'Devleti yolsuzluk karşısında aciz duruma düşürdünüz' sözü hakaret sayıldı
Bir vatandaşın, vali yardımcısına yazdığı mektuptaki, "Adaleti, devletin temeli sayan kültürü yozlaştırdınız.
Bir vatandaşın, vali yardımcısına yazdığı mektuptaki, "Adaleti,
devletin temeli sayan kültürü yozlaştırdınız. Devleti yolsuzluk
karşısında aciz duruma düşürdünüz" sözünü ‘hakaret saymayan yerel
mahkemenin kararı Yargıtay tarafından bozuldu.

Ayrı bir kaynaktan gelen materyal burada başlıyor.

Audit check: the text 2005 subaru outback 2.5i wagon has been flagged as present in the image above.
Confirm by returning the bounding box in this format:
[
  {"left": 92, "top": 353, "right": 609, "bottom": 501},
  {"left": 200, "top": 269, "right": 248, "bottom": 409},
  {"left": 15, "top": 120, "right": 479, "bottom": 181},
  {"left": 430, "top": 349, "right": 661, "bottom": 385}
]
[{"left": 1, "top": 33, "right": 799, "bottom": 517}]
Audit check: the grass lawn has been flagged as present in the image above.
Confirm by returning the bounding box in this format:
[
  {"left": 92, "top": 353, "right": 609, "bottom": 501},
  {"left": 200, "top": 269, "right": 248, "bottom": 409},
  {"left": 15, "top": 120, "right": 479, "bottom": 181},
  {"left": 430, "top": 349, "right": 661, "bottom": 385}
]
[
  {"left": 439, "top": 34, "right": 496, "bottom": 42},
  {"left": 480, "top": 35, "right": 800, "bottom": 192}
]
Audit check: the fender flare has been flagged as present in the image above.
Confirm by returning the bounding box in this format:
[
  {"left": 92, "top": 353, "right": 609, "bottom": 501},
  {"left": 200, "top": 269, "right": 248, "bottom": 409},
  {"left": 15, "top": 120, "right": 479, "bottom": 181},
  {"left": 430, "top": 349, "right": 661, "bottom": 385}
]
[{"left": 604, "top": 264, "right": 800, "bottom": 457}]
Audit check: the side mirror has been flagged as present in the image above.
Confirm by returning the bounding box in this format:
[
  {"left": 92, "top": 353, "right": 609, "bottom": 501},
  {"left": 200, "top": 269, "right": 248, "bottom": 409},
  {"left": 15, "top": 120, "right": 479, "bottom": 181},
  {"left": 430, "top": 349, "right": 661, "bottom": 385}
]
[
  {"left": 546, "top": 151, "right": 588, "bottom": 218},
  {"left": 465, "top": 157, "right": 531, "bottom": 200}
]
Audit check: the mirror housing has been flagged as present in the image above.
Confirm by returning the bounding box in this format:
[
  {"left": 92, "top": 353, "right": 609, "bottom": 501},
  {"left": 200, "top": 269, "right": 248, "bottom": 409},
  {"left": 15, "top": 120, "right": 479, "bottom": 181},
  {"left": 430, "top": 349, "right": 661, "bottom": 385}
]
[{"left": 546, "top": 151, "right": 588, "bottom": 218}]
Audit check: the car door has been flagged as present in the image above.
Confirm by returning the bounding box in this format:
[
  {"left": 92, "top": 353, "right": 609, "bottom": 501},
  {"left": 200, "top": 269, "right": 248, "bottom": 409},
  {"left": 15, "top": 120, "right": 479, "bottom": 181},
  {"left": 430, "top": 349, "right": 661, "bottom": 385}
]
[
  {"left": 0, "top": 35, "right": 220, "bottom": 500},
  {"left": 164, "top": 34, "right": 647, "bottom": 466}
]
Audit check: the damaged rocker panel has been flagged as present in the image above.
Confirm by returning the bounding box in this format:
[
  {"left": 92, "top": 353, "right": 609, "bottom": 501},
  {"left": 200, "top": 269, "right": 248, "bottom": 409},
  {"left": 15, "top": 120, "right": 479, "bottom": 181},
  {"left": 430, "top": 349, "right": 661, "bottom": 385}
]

2008 yılında Bartın’da meydana gelen olayda
iddiaya göre, kendisine yapıldığına inandığı haksızlıkları dile
getirmek için Bartın Vali Yardımcısı S.D.’ye bir mektup yazdı.
Mektuptaki, "Adaleti, devletin temeli sayan kültürü yozlaştırdınız.
Devleti yolsuzluk karşısında aciz duruma düşürdünüz. Rüşvete dayalı
cebri icra terörü ile organize hukuk dışı yolsuzluklarında da delil
karartılmasının tarafınızdan yapıldığını açıkça üstlenerek
belgelediniz" şeklindeki ifadelerle kendisine hakaret ve şantaj
yapıldığını öne süren S.D. avukatı kanalıyla konuyu yargıya
taşıdı.
Bartın Asliye Ceza Mahkemesi’nde açılan
‘şantaj ve hakaret’ davasında mahkeme, mektubu yazan vatandaşın her
iki suçtan da suça konu mektubu kendisine yapıldığına inandığı
haksızlıkları dile getirmek için eleştiri maksadı ile yazdığı,
müştekinin vali yardımcısı görevinde bulunduğu, mevki nedeniyle
eleştirilere açık olması gerektiği, mektubun içeriği itibariyle
ağır eleştiri içermekle birlikte, mağdurun kişiliğini küçültecek
nitelikte olmadığı gerekçesiyle beraat ettirilmesine hükmetti.
Karar, vali yardımcısının avukatı tarafından temyiz edildi.
MEKTUPTAKİ İFADELER HAKARETTİR
Dava dosyasını inceleyen Yargıtay 4. Ceza
Dairesi, ‘Şantaj’ suçundan kurulan beraat hükmünü onaylarken
‘Hakaret’ suçundan yerel mahkemece verilen beraat kararını bozdu.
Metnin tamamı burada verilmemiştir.